Durante o descanso no sofá, que passa necessariamente por um cochilo, passou na TV um documentário sobre o que come a família real britânica. Não sei se havia algo melhor para ver ou se escolher outro canal seria demais traumático para um momento de descanso tão importante. Mas foi interessante comparar o que come a família mais pomposa do mundo ocidental e o que um mero sujeito que descansa no sofá consome em comum a eles.
Comida britânica tem fama de não ser boa. Acredito que a razão disso seja a comparação cultural em relação à Itália e a França, que buscam para sai fama de melhor cozinha. O documentário apresentava o sanduíche de pepino como predileto de Sua Majestade, a rainha Elizabeth II. Trata-se de um sanduíche frio, consumido nos chás britânicos.
O que nos estranha nesse prato é que não leva carne, ou melhor, parece não ter sustância, como se diz por aqui. É uma receita simples, com pão branco, manteiga, fatias de pepino sem casca, hortelã, sal e pimenta do reino... claro que seria pimenta do reino. Por qual motivo alguém faria um sanduíche de pepino? Dizem que pepino é uma iguaria na Inglaterra, e custa caro. Coisas caras ganham destaques nos pratos, mesmo que não façam volume no estomago.
Logo o tão indigesto pepino combinado com manteiga, parece não casarem bem! Que paladar estranho desse povo. O que a gente não conhece, a gente julga sem mesmo ter provado. O que nos incomoda é o porquê de alguém que tem acesso aos melhores ingredientes e aos mais sofisticados pratos ter preferência por sanduíche de ingredientes tão simples.
O documentário acabou e o tempo de descanso havia passado. Quando a gente exercita o ócio quase que necessariamente a gente abre a geladeira e analisa o que há por lá. Havia um pepino, manteiga. Mais comum foi ter pão de forma branco, sal e pimenta do reino. Não seria a falta da hortelã que diminuiria a curiosidade em conhecer esse sabor monárquico. Nem ela faltou, pois existe um pé de hortelã em casa.

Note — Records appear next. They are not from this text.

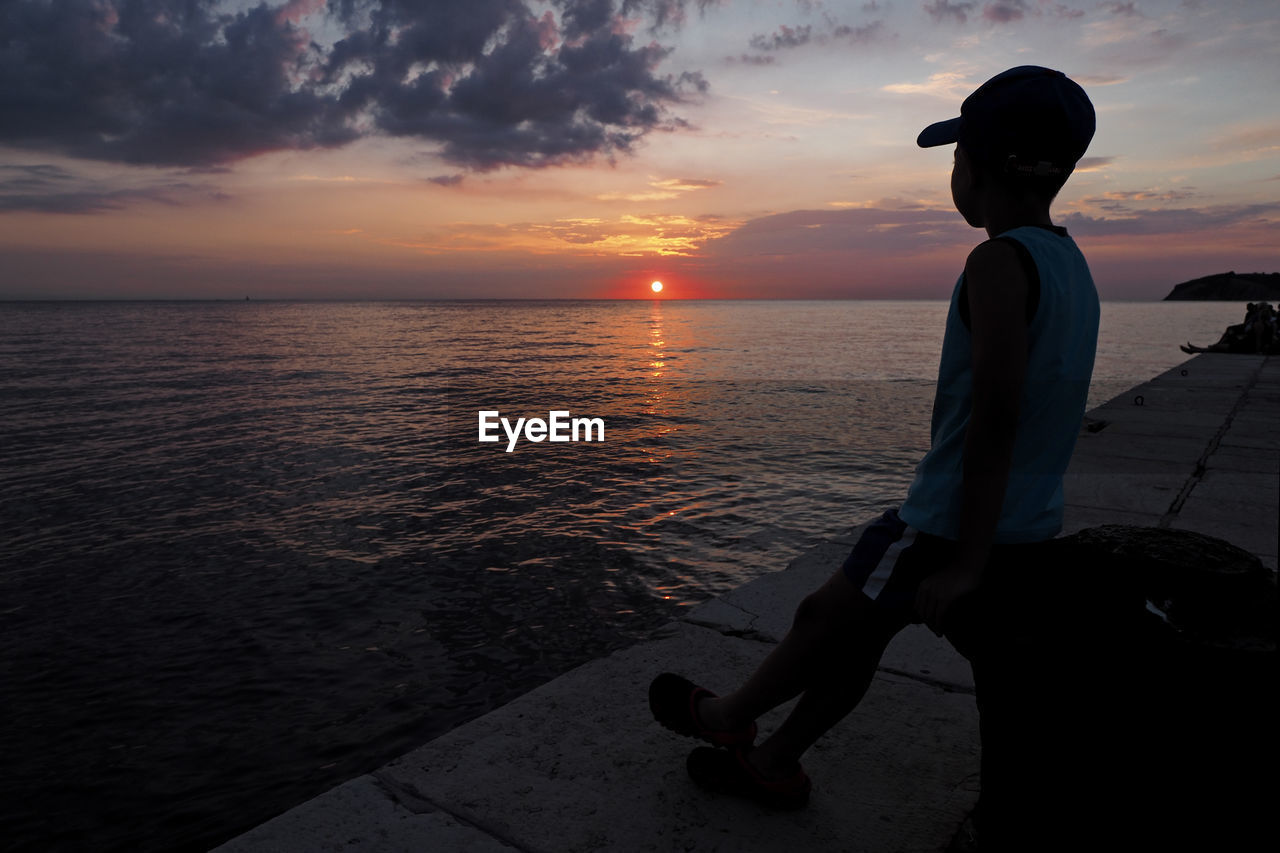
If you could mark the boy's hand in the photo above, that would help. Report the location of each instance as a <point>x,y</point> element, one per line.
<point>937,592</point>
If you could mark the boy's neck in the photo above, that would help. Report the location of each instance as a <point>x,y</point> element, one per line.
<point>1008,214</point>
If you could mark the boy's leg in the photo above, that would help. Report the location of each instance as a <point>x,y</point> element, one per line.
<point>830,656</point>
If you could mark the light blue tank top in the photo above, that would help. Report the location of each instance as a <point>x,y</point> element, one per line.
<point>1061,340</point>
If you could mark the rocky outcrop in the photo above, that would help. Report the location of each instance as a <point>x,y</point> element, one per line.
<point>1129,694</point>
<point>1229,287</point>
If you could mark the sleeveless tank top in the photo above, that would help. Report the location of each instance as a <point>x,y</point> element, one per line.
<point>1061,340</point>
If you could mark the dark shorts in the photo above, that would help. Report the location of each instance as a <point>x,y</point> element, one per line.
<point>891,559</point>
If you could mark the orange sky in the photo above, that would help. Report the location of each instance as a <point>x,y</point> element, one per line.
<point>768,153</point>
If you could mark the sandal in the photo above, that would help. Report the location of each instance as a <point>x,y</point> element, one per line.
<point>730,772</point>
<point>673,701</point>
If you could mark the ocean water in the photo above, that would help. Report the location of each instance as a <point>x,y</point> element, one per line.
<point>251,550</point>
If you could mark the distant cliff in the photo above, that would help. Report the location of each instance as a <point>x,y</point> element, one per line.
<point>1230,287</point>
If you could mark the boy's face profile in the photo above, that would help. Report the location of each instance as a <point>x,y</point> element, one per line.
<point>963,188</point>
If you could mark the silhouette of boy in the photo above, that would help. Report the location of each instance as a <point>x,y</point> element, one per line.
<point>1014,374</point>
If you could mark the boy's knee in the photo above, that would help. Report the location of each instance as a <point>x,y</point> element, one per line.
<point>832,611</point>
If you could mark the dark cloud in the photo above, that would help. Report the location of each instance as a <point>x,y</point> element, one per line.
<point>784,37</point>
<point>945,10</point>
<point>1004,10</point>
<point>1123,9</point>
<point>50,188</point>
<point>859,35</point>
<point>192,85</point>
<point>1196,220</point>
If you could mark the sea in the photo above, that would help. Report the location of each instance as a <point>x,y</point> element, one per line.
<point>252,550</point>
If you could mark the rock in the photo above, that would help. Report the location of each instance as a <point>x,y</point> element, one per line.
<point>1127,692</point>
<point>1208,589</point>
<point>1246,287</point>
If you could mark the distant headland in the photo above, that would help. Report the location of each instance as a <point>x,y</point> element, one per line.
<point>1229,287</point>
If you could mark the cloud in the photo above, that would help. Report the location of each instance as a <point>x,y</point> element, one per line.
<point>878,228</point>
<point>949,85</point>
<point>782,39</point>
<point>662,190</point>
<point>634,236</point>
<point>1093,164</point>
<point>489,82</point>
<point>1179,220</point>
<point>1004,10</point>
<point>50,188</point>
<point>1123,9</point>
<point>944,10</point>
<point>786,37</point>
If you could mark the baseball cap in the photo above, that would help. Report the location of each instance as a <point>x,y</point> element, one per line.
<point>1027,119</point>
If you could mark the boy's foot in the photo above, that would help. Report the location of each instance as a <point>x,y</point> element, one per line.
<point>727,771</point>
<point>673,701</point>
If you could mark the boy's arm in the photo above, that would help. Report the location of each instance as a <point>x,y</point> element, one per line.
<point>996,286</point>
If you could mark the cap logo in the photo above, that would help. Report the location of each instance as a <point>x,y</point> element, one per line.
<point>1041,168</point>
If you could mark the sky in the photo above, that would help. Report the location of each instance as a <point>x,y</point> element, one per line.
<point>530,149</point>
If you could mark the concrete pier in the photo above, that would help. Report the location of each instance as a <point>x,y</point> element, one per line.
<point>579,763</point>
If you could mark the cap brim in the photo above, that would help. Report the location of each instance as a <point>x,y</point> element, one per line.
<point>940,133</point>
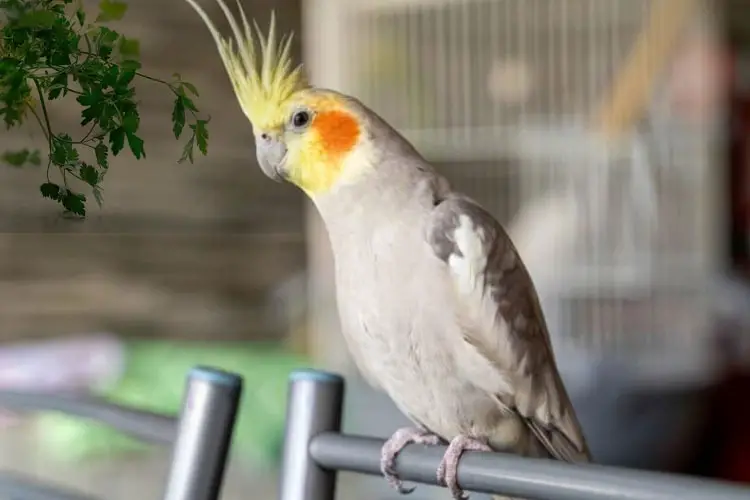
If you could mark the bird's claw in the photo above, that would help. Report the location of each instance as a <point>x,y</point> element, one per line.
<point>400,439</point>
<point>447,473</point>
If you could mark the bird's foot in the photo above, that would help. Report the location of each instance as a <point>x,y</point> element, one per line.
<point>447,473</point>
<point>400,439</point>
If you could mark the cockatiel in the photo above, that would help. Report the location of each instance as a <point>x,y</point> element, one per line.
<point>435,304</point>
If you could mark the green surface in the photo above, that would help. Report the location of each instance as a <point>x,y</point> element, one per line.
<point>154,380</point>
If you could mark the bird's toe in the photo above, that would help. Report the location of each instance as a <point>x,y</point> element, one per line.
<point>447,473</point>
<point>393,446</point>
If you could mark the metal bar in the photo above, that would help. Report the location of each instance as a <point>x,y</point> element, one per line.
<point>144,425</point>
<point>533,479</point>
<point>204,435</point>
<point>18,487</point>
<point>314,406</point>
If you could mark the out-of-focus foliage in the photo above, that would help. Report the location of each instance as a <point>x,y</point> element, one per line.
<point>49,50</point>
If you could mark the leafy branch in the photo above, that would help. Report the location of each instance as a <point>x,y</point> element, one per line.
<point>48,51</point>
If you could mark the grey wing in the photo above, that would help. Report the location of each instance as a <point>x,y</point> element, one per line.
<point>501,320</point>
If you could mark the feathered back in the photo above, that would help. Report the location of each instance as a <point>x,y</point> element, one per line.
<point>261,86</point>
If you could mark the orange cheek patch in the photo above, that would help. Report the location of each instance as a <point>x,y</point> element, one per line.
<point>337,131</point>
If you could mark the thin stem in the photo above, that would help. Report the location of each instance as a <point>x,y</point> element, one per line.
<point>46,120</point>
<point>157,80</point>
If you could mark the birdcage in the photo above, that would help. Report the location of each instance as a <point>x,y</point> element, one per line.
<point>558,116</point>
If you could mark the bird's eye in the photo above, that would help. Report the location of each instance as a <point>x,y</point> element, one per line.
<point>300,119</point>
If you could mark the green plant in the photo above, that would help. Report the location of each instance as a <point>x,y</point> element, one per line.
<point>48,51</point>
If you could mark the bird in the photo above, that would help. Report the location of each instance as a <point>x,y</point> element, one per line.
<point>436,306</point>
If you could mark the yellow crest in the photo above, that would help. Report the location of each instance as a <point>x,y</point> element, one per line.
<point>261,86</point>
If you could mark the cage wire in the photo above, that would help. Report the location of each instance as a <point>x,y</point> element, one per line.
<point>500,95</point>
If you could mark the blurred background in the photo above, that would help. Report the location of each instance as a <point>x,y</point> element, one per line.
<point>610,137</point>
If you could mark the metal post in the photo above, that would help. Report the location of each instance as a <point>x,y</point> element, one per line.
<point>314,406</point>
<point>204,434</point>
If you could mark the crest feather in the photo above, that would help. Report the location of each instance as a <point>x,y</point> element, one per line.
<point>261,86</point>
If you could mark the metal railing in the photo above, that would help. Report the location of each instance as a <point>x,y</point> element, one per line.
<point>200,436</point>
<point>314,450</point>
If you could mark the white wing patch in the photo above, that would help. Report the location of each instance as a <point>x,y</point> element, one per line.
<point>468,268</point>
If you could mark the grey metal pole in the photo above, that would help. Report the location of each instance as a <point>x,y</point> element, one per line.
<point>204,435</point>
<point>533,479</point>
<point>314,406</point>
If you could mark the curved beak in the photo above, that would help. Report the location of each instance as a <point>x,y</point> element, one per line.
<point>271,153</point>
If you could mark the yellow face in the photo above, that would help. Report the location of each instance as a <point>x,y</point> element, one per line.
<point>308,140</point>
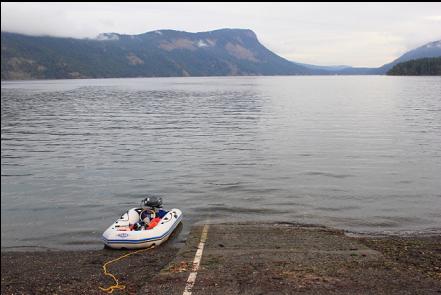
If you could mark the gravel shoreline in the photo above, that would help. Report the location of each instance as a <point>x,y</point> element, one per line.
<point>80,272</point>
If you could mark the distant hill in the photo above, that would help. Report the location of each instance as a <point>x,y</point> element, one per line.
<point>163,53</point>
<point>418,67</point>
<point>432,49</point>
<point>160,53</point>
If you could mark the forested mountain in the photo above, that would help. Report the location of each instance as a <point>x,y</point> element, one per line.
<point>418,67</point>
<point>159,53</point>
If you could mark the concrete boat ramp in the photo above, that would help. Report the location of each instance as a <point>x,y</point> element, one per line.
<point>283,259</point>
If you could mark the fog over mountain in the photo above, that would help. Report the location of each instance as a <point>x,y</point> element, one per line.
<point>162,53</point>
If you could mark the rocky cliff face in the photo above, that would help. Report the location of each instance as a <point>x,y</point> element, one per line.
<point>158,53</point>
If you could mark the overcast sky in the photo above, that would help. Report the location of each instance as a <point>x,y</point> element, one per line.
<point>357,34</point>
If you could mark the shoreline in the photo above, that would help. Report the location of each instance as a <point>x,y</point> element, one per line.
<point>80,272</point>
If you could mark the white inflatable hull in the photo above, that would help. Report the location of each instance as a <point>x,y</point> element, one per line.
<point>118,239</point>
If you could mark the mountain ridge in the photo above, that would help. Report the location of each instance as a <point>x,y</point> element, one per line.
<point>159,53</point>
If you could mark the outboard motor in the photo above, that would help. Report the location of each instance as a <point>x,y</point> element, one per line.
<point>152,202</point>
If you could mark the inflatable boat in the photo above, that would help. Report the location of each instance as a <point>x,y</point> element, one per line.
<point>142,227</point>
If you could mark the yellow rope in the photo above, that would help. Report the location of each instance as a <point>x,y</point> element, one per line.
<point>117,285</point>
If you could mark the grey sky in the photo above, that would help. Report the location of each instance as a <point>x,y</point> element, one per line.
<point>357,34</point>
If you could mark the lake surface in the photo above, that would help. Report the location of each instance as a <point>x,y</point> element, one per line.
<point>357,153</point>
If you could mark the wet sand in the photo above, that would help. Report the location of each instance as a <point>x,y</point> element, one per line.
<point>341,265</point>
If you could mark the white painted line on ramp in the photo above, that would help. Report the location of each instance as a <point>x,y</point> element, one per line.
<point>196,262</point>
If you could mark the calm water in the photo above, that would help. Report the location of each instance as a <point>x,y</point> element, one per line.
<point>357,153</point>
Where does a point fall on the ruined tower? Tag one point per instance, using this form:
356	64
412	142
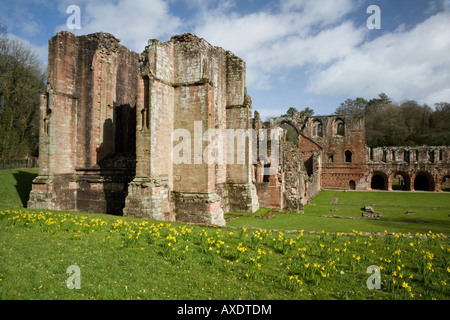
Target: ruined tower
187	85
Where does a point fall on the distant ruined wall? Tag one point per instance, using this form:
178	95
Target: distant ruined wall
424	168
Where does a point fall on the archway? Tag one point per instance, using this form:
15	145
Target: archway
423	182
378	182
445	184
352	185
292	133
400	181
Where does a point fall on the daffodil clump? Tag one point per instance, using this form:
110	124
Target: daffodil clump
303	264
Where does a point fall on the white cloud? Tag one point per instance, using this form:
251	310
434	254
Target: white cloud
40	51
413	64
132	21
296	33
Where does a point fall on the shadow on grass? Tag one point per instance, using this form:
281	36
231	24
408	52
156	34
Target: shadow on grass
24	181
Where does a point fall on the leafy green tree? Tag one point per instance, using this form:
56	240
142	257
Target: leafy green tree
21	83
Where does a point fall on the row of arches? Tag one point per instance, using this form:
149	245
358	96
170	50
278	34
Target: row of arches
422	181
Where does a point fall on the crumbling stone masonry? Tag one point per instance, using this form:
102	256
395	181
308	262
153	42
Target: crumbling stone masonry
148	135
332	154
108	120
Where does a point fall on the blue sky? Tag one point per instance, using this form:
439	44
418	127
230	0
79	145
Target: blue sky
299	53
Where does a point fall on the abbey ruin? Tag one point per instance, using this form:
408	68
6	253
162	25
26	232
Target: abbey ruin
169	134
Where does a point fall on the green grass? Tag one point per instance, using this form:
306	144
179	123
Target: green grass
431	212
124	258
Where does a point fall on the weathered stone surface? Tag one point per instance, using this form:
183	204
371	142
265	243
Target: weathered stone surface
109	132
107	128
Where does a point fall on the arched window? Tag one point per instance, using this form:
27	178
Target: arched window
339	127
348	156
317	129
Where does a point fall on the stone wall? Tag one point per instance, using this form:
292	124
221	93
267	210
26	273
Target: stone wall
87	129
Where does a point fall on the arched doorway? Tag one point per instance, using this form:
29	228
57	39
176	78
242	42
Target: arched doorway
445	184
378	182
400	181
292	132
423	182
352	185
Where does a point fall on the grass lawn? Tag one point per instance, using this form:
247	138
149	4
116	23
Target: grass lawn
124	258
431	212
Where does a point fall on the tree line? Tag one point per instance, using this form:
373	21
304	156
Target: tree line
22	80
392	124
400	124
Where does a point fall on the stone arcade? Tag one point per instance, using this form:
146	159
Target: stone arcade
108	127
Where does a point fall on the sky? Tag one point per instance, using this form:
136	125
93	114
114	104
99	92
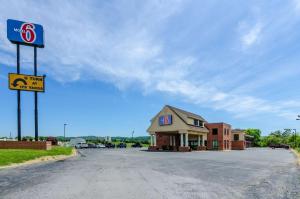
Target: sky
112	65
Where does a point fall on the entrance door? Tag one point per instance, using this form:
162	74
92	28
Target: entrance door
215	144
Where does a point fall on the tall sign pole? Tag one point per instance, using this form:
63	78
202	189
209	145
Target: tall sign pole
36	118
19	96
29	34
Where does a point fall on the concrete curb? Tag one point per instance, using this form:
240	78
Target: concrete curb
297	155
41	159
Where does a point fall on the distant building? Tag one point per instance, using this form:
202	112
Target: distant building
75	141
241	140
107	138
179	130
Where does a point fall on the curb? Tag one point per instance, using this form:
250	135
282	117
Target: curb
44	159
297	156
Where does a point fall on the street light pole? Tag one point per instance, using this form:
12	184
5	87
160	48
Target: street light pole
132	135
65	132
295	135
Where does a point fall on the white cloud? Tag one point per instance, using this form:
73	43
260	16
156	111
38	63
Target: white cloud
121	44
252	35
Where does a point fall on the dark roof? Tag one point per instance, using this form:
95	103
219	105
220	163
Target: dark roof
188	114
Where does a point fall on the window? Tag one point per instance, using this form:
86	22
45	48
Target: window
196	122
215	132
236	137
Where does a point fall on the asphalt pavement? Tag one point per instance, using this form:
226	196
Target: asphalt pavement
138	174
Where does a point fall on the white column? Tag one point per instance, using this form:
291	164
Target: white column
204	138
151	140
174	142
186	140
181	139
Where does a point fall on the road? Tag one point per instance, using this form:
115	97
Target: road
138	174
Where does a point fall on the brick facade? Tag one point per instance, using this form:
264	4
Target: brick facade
25	145
222	139
238	145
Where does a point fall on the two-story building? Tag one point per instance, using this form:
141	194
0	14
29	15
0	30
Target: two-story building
179	130
241	140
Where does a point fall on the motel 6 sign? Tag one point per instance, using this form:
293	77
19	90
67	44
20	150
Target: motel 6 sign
20	32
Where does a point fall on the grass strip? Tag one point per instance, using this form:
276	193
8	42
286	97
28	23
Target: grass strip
11	156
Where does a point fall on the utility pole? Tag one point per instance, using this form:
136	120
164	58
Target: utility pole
298	118
295	135
132	135
65	132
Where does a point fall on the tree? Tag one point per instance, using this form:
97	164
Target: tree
256	133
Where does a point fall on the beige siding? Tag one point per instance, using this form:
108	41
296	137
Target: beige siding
190	121
177	123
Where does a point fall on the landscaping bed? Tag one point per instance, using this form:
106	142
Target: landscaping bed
14	156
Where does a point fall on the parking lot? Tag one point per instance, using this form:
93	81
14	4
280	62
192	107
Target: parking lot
136	174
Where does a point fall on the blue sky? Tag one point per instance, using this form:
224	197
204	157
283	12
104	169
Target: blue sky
112	65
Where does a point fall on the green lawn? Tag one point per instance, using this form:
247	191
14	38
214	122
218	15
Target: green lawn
10	156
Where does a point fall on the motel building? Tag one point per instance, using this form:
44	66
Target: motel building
173	129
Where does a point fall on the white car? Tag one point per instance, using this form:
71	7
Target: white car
100	146
81	146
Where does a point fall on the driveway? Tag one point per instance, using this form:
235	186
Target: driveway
138	174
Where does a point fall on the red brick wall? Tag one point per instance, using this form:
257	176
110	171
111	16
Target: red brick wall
238	145
220	137
25	145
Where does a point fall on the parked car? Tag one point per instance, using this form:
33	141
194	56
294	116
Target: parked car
136	145
284	146
109	145
92	145
122	145
100	146
53	140
81	146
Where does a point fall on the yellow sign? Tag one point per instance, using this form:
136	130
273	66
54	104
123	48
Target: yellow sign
26	82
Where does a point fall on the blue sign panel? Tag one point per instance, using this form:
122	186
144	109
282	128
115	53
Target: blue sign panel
25	33
165	120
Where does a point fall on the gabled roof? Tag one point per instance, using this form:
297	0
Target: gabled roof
183	116
188	114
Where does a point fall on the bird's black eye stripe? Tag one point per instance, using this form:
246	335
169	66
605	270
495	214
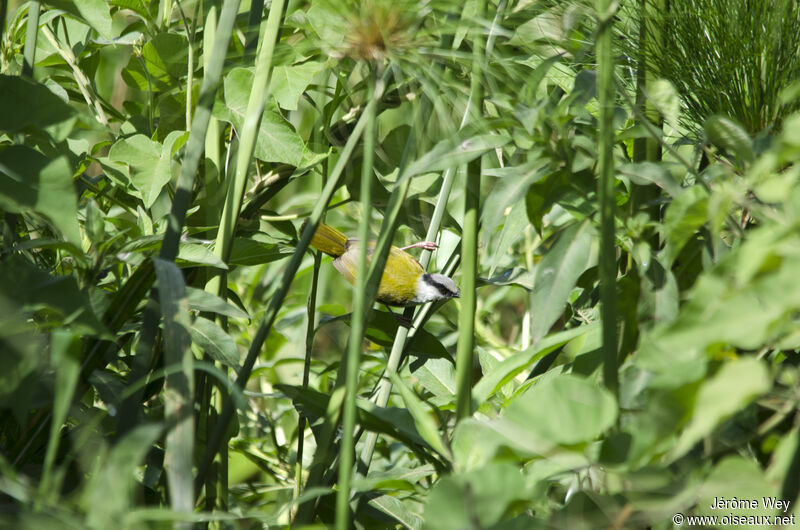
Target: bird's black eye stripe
441	288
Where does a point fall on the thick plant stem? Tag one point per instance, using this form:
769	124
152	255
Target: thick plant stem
32	31
605	145
277	297
346	453
469	245
248	137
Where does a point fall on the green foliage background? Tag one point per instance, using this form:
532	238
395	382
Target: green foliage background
158	160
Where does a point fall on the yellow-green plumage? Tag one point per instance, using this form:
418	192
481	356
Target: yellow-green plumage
400	275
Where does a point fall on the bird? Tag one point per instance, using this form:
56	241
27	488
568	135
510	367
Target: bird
404	281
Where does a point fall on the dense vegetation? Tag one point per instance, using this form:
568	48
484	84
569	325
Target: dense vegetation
616	197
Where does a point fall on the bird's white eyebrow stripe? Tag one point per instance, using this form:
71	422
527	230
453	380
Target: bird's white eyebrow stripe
442	288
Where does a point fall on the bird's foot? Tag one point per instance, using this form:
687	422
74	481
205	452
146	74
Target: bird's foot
425	245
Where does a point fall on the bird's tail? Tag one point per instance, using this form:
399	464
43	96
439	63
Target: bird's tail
329	240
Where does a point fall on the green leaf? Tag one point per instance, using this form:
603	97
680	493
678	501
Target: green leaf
556	275
199	255
287	83
685	214
30	181
739	382
166	55
453	152
650	173
109	490
516	276
277	140
504	372
27	106
179	392
200	300
426	427
476	499
394	508
394	422
564	409
663	96
213	340
726	134
96	13
439	377
33	289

O preparo há de ser ritualístico. A casca do pão foi retirada. A manteiga estava em uma textura amolecida, com ajuda do micro-ondas, e quem nunca amoleceu manteiga assim? O pepino foi cortado no sentido mais longo, com ajuda de um daqueles acessórios cuja função a gente só descobre quando precisa. Tem que deixar o pepino eliminar o soro por algum tempo em uma peneira. A manteiga é passada em apenas uma das fatias do pão. Coloca-se logo em seguida o pepino, tempera-se com sal e pimenta e por fim é só colocar a hortelã picada e tampa-se com a outra fatia do pão. Os sanduiches reais não podem ter pontas, porque, em tempos idos, isso significava que a pessoa teria interesses em tomar o poder do rei. Deixei com pontas; melhor não as desperdiçar.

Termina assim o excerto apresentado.